Quelle erreur n’avais-je pas faite !
En fait, ce choix a d’une part permit au cinéaste de s’affranchir des gros budgets et donc de la pression des studios qui sclérosait et ses scenarii et sa réalisation mais d’autre part, et c’est là le plus fort, de reprendre son style à zéro pour faire une vraie nouvelle proposition de mise en scène à travers les caméras de ses personnages.
Plus qu’un effet de mode post Blair Witch auquel le cinéaste se raccrocherait, le found footage faisait en fait déjà partie de la filmographie de Shyamalan. On avait déjà vu sa tentation pour l’image enregistrée dans 6ème sens (la VHS montrant la mère empoissonner sa fille) ou Signes (la vidéo brésilienne dans laquelle, au détour d’un goûter d‘enfants, un extraterrestre apparait). Dans ces deux exemples, le vestige filmé était alors la preuve, ou plutôt l’outil de dévoilement du secret. Tant que ces images ne sortaient pas il était très difficile pour le spectateur et les personnages d’accepter qu’une mère pouvait avoir tué sa fille dans le premier cas, qu’une invasion extraterrestre était en cours dans le second.
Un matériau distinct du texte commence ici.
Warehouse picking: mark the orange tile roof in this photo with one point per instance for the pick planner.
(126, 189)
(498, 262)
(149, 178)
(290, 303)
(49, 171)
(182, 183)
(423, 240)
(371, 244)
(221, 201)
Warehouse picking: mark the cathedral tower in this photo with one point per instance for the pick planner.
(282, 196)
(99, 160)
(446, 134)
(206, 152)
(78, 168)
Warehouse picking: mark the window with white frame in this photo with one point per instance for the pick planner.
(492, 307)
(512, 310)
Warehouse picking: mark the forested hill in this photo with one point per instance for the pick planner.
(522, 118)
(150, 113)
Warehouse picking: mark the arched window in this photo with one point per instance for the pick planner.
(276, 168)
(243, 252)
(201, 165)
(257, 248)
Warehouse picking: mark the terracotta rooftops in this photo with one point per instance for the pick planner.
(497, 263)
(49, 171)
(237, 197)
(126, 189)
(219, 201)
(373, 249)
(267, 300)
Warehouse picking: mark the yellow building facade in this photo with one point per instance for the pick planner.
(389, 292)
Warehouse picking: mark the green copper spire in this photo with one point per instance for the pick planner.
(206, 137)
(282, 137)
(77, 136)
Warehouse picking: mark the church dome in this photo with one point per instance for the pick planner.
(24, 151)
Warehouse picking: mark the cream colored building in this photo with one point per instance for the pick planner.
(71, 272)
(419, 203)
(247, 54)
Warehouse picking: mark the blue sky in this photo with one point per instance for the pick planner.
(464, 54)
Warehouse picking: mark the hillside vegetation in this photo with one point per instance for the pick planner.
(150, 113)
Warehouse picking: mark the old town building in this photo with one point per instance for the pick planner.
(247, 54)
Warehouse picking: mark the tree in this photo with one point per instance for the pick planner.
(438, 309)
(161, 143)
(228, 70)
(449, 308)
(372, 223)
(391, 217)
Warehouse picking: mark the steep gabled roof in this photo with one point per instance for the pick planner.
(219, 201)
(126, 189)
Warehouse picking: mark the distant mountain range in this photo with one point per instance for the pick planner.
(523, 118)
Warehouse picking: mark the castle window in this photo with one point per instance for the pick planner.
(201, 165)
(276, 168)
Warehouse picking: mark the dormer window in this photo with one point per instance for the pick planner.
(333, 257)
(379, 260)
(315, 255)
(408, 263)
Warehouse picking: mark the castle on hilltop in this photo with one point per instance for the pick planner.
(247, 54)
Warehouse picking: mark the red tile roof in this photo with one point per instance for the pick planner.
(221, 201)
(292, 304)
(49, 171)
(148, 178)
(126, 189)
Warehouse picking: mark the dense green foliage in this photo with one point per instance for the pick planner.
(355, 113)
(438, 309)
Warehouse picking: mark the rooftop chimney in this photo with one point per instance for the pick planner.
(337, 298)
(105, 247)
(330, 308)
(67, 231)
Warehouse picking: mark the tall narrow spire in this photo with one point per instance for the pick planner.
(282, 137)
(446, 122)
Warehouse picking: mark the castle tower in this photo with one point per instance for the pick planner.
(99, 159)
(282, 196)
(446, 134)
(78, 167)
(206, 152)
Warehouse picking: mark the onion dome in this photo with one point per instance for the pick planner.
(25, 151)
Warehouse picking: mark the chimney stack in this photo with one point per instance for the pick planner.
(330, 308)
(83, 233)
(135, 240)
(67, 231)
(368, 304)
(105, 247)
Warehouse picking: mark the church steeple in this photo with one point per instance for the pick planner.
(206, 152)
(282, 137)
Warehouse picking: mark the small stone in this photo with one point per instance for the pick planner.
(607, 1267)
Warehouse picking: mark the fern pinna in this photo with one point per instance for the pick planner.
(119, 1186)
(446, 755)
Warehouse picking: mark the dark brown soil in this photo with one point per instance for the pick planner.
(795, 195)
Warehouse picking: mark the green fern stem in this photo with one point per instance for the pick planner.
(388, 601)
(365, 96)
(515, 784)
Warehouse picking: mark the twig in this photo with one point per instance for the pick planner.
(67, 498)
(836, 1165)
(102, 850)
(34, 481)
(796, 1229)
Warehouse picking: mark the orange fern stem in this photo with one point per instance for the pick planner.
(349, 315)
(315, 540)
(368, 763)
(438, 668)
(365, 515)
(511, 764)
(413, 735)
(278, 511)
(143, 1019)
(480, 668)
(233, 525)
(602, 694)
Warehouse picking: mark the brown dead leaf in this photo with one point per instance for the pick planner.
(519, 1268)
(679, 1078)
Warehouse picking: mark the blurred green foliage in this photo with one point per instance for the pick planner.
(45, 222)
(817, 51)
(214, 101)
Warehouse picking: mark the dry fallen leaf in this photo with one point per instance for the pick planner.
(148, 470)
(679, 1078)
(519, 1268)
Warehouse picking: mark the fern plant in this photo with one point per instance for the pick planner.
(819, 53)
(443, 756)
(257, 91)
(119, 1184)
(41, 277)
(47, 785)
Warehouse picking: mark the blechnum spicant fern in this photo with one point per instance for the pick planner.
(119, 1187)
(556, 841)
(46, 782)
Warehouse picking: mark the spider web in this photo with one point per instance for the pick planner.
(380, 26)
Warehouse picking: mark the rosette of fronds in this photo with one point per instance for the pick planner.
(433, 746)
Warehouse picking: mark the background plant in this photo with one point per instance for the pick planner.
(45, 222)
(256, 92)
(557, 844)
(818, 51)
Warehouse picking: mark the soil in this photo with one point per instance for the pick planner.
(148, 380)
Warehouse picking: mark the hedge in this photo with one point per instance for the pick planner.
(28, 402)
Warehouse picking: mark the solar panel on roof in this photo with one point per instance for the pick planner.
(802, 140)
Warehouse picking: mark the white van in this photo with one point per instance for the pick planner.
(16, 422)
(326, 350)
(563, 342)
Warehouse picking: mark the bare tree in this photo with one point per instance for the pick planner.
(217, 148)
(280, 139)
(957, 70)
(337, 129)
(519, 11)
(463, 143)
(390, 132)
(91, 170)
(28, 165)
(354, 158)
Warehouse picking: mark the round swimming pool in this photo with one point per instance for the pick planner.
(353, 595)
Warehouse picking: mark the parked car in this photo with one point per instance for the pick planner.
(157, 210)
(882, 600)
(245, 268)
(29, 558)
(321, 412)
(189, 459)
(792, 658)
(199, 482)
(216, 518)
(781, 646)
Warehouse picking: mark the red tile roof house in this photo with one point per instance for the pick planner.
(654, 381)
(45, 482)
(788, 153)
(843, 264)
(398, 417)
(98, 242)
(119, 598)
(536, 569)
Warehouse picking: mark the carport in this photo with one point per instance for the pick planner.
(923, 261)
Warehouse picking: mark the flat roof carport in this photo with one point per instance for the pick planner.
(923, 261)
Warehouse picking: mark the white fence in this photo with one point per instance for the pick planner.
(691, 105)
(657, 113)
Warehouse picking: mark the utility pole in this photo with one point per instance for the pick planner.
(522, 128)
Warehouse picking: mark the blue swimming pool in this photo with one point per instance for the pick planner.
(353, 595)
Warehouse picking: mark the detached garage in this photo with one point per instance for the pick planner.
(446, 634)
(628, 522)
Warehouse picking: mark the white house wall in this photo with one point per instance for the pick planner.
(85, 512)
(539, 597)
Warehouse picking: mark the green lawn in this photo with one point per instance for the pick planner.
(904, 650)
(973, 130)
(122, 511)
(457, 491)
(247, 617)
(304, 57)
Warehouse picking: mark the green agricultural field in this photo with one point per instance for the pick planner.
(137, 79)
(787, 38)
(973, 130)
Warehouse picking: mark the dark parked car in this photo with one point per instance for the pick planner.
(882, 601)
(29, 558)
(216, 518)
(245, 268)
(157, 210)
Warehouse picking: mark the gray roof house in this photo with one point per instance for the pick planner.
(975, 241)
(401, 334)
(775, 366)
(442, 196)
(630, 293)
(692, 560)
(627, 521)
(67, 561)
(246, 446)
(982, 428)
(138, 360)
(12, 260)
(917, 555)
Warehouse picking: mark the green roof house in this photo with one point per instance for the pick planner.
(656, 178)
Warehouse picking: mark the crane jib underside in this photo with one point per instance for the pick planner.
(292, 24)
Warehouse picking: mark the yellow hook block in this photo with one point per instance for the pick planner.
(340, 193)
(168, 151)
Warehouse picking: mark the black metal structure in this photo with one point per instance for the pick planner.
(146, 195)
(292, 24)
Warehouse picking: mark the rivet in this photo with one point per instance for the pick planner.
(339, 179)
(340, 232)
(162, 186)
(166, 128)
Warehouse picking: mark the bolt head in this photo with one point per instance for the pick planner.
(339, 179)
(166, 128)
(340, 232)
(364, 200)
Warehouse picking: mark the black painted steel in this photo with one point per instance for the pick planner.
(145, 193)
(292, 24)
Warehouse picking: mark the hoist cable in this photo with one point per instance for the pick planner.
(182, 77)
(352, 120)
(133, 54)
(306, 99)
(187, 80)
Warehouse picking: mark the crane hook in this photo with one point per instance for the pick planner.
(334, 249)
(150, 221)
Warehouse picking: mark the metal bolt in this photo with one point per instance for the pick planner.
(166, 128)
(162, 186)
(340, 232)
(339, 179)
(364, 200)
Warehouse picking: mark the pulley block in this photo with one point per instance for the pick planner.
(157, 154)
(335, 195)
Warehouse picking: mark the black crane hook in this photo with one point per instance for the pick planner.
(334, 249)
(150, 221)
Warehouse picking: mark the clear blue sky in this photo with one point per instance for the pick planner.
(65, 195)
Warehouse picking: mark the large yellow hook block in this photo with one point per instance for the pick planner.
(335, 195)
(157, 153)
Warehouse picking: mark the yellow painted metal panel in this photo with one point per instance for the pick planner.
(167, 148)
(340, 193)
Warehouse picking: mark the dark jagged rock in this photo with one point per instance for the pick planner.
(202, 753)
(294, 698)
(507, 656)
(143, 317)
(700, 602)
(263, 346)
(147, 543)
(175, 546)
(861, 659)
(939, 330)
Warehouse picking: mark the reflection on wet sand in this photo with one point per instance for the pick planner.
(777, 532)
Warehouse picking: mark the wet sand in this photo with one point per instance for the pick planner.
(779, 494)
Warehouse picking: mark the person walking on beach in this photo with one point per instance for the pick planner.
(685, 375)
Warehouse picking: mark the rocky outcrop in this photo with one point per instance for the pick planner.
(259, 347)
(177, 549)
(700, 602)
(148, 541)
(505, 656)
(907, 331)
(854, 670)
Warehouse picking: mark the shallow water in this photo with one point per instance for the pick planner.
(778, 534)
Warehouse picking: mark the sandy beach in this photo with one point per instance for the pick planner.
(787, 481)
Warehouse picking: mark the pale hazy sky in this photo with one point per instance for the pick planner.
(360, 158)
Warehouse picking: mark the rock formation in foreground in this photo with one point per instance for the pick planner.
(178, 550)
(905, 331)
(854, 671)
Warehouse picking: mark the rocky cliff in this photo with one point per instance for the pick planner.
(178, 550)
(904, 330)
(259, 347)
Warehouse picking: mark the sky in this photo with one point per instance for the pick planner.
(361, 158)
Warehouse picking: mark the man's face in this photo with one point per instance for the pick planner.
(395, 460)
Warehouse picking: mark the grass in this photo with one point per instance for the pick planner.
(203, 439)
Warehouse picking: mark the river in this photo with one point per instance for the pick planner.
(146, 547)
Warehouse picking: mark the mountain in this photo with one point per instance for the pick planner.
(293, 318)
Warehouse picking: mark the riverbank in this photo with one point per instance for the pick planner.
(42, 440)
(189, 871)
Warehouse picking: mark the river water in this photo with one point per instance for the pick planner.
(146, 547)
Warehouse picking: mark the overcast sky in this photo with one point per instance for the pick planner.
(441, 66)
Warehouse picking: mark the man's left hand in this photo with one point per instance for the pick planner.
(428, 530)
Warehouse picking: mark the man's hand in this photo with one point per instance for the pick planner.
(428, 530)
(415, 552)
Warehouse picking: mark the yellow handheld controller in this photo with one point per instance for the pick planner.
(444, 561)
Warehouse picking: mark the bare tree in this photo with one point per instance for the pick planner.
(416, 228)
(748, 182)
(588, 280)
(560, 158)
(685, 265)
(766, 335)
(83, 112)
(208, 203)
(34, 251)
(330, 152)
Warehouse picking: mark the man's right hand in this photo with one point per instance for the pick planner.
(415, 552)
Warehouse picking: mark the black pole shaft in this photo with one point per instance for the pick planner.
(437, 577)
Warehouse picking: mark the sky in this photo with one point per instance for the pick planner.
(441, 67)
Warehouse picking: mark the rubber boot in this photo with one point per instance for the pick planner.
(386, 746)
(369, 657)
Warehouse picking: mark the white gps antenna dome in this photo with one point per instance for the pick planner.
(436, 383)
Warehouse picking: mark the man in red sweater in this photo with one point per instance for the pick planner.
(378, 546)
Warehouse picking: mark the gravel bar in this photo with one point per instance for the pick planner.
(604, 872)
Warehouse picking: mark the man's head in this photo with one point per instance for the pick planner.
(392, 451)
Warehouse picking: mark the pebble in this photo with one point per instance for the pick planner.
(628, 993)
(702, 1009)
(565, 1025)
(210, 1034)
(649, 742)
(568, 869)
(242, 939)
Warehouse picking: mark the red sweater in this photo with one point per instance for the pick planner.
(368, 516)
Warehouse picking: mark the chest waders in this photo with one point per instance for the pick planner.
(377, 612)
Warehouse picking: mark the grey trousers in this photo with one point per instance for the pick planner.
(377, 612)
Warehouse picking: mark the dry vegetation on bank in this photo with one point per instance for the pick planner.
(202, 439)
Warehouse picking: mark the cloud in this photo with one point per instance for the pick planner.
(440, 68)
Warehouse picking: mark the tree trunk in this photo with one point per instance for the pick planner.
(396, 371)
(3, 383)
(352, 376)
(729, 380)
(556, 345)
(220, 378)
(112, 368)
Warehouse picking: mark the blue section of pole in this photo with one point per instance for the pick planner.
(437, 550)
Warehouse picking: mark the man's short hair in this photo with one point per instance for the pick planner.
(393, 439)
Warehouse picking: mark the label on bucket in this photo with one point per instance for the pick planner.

Le cinéma de Shyamalan est systématiquement habité par un secret et une béance familiale qui génèrent la tristesse et/ou la stupéfaction de ses personnages. Le dévoilement du secret, bien souvent l’acceptation du fantastique du coup, est le saut qualitatif (« leap of faith » en anglais est encore plus approprié) qui permet d’accorder croyance et savoir. Qui permet d’apaiser les démons et les personnages.
C’est là l’enjeu qui traverse tous ses films : qu’est-ce qui fait que les personnages et/ou le spectateur vont croire ? Croire à l’histoire, croire aux personnages, croire aux fantômes… Shyamalan est un très grand cinéaste car il aborde sans cesse l’un des fondamentaux naturel du cinéma : le rapport entre la fiction et la croyance.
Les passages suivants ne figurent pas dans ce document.